The pregnancy both brought us closer and pushed us apart. For a while, including at our wedding, we were the only ones who knew. Then, later on, we were the ones to whom every little thing mattered: at the sonograms, we studied the expression of the lab tech, or examined little photos to see if we could make out the face and character of our baby.
But there was also no denying that this was all happening to Emily, inside of Emily, and not inside of me. It was like we’d discovered that Emily had a superpower—a partly debilitating superpower that would lead to incredible physical pain, but a superpower still. We were scared of different things, then, and in different ways. I was scared of my ignorance. Emily was scared of the pain. But Emily was also prepared: she had read the literature and she knew lots of moms. Once she was pregnant, she downloaded an app that told her all about the baby. “Our baby is the size of a pea,” she would tell me. Then: “Our baby is the size of a plum.” Eventually, our baby was the size of an eggplant. He was in good hands with Emily. The weak link was me.
Emily wanted a home birth. I thought this was crazy, but she said that she didn’t want to take a cab to the hospital and possibly give birth in it. I imagined looking up at the taxi meter as my child was born and seeing, like, a hundred and ninety-eight dollars. I agreed to explore the option of home birth.

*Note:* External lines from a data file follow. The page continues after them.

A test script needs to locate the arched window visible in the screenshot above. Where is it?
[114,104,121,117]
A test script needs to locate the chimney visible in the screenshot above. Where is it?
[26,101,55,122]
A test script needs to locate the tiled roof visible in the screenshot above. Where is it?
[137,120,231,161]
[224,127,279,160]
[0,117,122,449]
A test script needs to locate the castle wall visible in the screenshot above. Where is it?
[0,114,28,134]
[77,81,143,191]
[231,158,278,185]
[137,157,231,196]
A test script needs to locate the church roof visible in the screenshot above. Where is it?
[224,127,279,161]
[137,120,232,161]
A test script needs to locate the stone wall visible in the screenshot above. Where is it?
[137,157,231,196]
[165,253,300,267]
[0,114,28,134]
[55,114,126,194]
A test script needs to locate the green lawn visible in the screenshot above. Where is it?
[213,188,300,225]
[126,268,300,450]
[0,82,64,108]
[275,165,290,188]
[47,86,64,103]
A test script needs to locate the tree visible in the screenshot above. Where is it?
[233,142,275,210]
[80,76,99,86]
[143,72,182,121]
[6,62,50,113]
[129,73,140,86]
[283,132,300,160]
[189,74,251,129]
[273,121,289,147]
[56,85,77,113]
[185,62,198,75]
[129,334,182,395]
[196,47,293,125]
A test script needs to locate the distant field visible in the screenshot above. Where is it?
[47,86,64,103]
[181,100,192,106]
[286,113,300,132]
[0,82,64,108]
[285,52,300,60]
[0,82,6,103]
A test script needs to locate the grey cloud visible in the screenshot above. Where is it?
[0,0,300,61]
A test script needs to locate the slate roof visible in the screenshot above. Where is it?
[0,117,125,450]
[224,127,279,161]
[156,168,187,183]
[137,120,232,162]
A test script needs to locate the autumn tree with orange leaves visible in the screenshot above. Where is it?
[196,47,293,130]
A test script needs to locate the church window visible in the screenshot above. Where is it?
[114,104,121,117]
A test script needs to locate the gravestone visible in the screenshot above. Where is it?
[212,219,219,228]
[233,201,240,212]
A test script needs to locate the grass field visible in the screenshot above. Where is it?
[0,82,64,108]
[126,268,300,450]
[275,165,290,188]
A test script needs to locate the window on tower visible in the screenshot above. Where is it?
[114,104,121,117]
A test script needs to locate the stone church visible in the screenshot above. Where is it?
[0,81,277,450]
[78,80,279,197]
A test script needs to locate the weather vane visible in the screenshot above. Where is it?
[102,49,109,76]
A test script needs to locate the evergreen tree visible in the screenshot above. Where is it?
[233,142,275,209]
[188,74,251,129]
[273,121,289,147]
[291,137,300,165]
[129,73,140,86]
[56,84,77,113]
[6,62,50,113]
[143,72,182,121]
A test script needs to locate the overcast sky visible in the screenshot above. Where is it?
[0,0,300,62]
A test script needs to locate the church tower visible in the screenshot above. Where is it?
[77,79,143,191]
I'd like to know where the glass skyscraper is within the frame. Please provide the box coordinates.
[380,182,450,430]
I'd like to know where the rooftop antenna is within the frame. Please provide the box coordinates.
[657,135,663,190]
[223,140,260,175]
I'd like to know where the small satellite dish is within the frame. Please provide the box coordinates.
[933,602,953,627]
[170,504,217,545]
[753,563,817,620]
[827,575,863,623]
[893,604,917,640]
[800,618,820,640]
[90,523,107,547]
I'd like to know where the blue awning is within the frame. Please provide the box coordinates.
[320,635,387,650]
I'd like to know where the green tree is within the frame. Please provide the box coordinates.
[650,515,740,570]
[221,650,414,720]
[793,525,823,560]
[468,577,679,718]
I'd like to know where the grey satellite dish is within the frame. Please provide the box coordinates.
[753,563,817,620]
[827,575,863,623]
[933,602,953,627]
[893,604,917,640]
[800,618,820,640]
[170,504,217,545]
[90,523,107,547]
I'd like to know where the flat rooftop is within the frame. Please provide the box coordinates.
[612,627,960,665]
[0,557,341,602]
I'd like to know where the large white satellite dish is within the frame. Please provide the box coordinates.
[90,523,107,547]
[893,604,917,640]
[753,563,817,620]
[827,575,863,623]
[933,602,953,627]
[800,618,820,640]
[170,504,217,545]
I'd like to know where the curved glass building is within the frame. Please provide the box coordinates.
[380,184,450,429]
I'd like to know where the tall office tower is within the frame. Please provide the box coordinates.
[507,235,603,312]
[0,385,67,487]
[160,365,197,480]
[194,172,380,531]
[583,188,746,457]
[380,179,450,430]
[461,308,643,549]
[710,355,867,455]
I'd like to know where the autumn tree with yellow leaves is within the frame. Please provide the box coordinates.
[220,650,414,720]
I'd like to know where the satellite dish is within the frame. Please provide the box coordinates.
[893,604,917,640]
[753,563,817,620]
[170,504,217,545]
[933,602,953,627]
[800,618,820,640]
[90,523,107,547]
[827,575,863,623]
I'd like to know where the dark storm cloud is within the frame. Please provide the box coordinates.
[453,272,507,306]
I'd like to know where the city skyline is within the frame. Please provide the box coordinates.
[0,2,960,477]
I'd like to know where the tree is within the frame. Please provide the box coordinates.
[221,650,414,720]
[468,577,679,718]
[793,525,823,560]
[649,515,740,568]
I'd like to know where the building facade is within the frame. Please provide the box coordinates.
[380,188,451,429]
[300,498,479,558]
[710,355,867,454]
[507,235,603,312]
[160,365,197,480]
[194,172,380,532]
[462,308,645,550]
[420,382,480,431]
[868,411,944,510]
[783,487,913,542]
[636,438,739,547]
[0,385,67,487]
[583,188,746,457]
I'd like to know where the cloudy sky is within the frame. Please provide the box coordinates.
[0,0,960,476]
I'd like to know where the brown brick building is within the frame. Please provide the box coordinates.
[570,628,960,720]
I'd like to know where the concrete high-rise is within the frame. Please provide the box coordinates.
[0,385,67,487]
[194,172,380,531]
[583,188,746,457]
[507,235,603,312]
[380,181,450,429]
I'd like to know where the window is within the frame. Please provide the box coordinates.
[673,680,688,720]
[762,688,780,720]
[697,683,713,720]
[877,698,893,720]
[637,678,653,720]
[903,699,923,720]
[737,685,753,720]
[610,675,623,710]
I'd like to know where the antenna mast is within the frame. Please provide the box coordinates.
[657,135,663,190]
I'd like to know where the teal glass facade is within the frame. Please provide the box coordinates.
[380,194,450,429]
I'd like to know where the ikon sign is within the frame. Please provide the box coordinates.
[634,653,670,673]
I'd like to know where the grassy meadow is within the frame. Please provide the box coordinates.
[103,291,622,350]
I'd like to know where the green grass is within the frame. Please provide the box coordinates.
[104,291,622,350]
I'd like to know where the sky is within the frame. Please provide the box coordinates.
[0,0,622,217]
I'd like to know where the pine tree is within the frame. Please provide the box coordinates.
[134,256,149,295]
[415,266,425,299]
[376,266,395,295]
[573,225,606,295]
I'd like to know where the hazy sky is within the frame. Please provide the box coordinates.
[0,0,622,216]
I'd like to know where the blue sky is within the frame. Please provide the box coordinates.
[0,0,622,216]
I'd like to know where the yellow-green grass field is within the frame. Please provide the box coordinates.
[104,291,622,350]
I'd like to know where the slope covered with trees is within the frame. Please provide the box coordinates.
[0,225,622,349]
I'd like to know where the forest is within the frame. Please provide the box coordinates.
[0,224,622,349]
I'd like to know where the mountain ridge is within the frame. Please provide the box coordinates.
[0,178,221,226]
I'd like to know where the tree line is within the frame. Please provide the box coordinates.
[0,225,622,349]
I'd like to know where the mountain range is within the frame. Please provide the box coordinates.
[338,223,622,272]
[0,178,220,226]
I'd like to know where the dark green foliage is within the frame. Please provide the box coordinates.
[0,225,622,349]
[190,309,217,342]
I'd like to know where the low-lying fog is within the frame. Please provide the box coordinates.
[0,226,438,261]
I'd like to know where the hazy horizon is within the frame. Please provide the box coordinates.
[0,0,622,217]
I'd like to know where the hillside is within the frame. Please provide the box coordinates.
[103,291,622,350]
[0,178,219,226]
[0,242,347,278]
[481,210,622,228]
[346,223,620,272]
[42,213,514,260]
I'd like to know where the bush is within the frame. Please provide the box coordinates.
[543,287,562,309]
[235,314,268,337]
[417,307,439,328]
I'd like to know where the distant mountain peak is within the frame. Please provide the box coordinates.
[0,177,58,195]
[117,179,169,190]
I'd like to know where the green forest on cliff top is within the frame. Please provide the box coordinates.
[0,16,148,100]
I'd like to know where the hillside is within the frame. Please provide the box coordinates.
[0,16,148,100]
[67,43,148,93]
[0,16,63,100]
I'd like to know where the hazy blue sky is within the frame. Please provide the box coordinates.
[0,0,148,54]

We watched an unconvincing documentary called “The Business of Being Born,” in which the former daytime talk-show host Ricki Lake, pregnant with her second child, sings the praises of home birth and denounces an American hospital system that pumps women full of drugs and then pressures them to have C-sections they don’t need. Toward the end of the film, Lake gives beautiful birth at home, no drugs needed. The director of the film is also pregnant, but ends up giving birth at the hospital, because her baby is coming out the wrong way (legs or butt first, known as “breech,” as in breeches). The film is pretty compelling as an indictment of a profit-seeking medical establishment. In proposing home birth as a sort of opt-out movement, it is less effective. There are a lot of people who cannot or should not give birth at home. When the director has to “transfer” to the hospital to get a C-section, the news ought to be that her baby has survived. But, in the context of the home-birthing paradigm, the director is made to seem like a failure.
Still, we remained open to the idea. We interviewed a midwife named A. She was young and seemed nice enough, but, as we were wrapping up, she said a very strange thing. “I have a question for you,” she said. “If something goes wrong, will you still remain advocates of home birth?”